The death of packaged software

Erik Keller has an interesting editorial over on Sandhill.com, where he argues that there is a shift going on in corporate IT in favor of building more applications in-house (or through contract developers) instead of buying software packages. Keller made some of the same arguments a couple of years ago, and I commented on them back then.

Basically, his argument is that there are three trends at work today that are making custom development a more viable option: service-oriented architectures (SOA), which make it easier to integrate custom software components into existing systems; the availability of open source, which can be used as a starting point for custom systems; and offshore development firms that are developing high quality code at low cost.

These points are generally well understood, although the implication that they represent a threat to software package vendors is not fully recognized. Keller made these same points two years ago.

But in his editorial this time, Keller points out something new: three negative factors on the side of commercial software providers that are fueling the trend toward custom development. Ironically, he says, these factors are exactly the same as those that worked in favor of packaged software in the past.

According to Keller, these factors are (quoting him directly, here):
Slow time to market: Like the mainframe-oriented IT shops of 1980s, many of the largest enterprise-software vendors find it difficult and expensive to quickly incorporate the latest technology into their products in a timely and innovative fashion. They also tend to have limited experience with the latest tool sets.

Poor quality:
Internal IT groups often used to fail when they attempted large, complex projects. Over the last 15 years, buyers have found that most enterprise software vendors and systems integrators are no better and actually less accountable than their internal capabilities.

High expense:
With large upfront charges and on-going maintenance fees hovering around 20 percent of list price, enterprise software has taken on the same bad characteristics of inefficiently managed internal IT staffs.
As I wrote two years ago, I still believe that commercial software packages are the best route for most companies, especially small and mid-size organizations that are ill-equipped to maintain, let alone develop, comprehensive enterprise applications. For example, if a manufacturing firm has difficulty implementing SAP, or Oracle, or Great Plains, just wait until it attempts to develop time-phase material requirements planning or available-to-promise logic from scratch.
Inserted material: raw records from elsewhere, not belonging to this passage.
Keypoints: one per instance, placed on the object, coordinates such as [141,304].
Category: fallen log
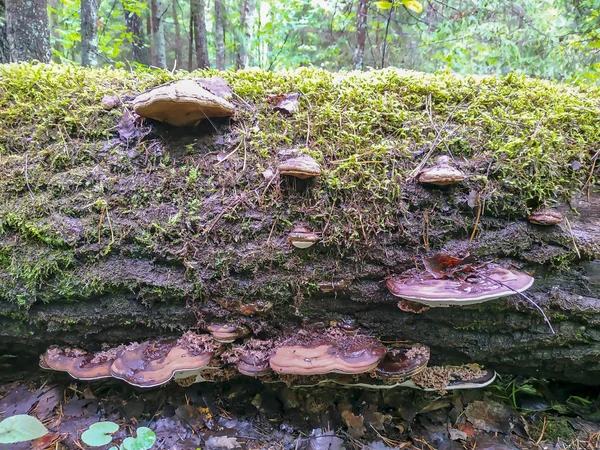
[114,228]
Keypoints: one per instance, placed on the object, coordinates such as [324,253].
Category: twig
[523,296]
[573,237]
[27,177]
[543,431]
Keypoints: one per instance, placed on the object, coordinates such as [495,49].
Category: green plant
[21,428]
[99,434]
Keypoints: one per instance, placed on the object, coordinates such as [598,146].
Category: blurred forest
[556,39]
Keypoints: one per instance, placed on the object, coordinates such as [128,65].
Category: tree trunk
[244,34]
[135,26]
[28,34]
[159,47]
[178,46]
[89,32]
[220,34]
[361,34]
[138,240]
[198,11]
[4,57]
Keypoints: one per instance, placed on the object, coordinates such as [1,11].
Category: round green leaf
[21,428]
[98,434]
[144,440]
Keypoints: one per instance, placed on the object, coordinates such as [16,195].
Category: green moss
[169,198]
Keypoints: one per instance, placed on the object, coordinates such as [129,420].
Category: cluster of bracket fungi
[314,354]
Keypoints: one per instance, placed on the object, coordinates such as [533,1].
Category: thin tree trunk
[89,32]
[178,46]
[159,46]
[244,33]
[198,8]
[361,34]
[220,34]
[3,38]
[28,34]
[134,25]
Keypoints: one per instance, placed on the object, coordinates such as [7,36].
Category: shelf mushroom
[302,167]
[78,363]
[545,217]
[441,174]
[342,354]
[182,103]
[151,364]
[483,285]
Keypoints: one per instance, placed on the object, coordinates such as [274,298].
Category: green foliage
[99,434]
[21,428]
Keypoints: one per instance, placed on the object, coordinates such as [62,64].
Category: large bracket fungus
[182,103]
[441,174]
[478,287]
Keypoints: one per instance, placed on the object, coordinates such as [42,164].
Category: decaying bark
[27,30]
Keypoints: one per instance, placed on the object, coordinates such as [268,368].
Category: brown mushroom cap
[227,333]
[403,363]
[302,167]
[344,354]
[442,174]
[486,284]
[545,217]
[302,237]
[77,363]
[151,364]
[183,103]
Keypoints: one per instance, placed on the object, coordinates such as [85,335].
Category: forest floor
[248,414]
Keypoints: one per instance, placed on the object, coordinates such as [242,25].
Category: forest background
[556,39]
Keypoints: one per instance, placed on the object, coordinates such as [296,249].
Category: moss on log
[106,237]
That being said, however, the economics of the build-vs-buy decision are difficult to argue with. By paying approximately 20% of the license fee for maintenance each year for Oracle or SAP, you are essentially buying the software again every five years. Although companies should continue to use commercial software for basic horizontal functions, such as finance and accounting, manufacturing, and basic order processing, the build-option is becoming much more attractive for complementary and industry-specific or company-specific functionality.

The transition of the major vendors toward service-oriented architectures (SOA) is making the build-option easier, with the ability to plug in such niche-functionality more easily. As Andy Bartels at Forrester pointed out recently, by embracing SOA, vendors such as SAP and Oracle are unleashing forces they cannot control, as the same SOA that makes it easier for vendors and partners to build composite applications also make it easier for customers to build their own composite applications.

The vendors' embrace of SOA is actually sowing the seeds of their own destruction. But they have no choice. They can either get on the SOA train or get run over it.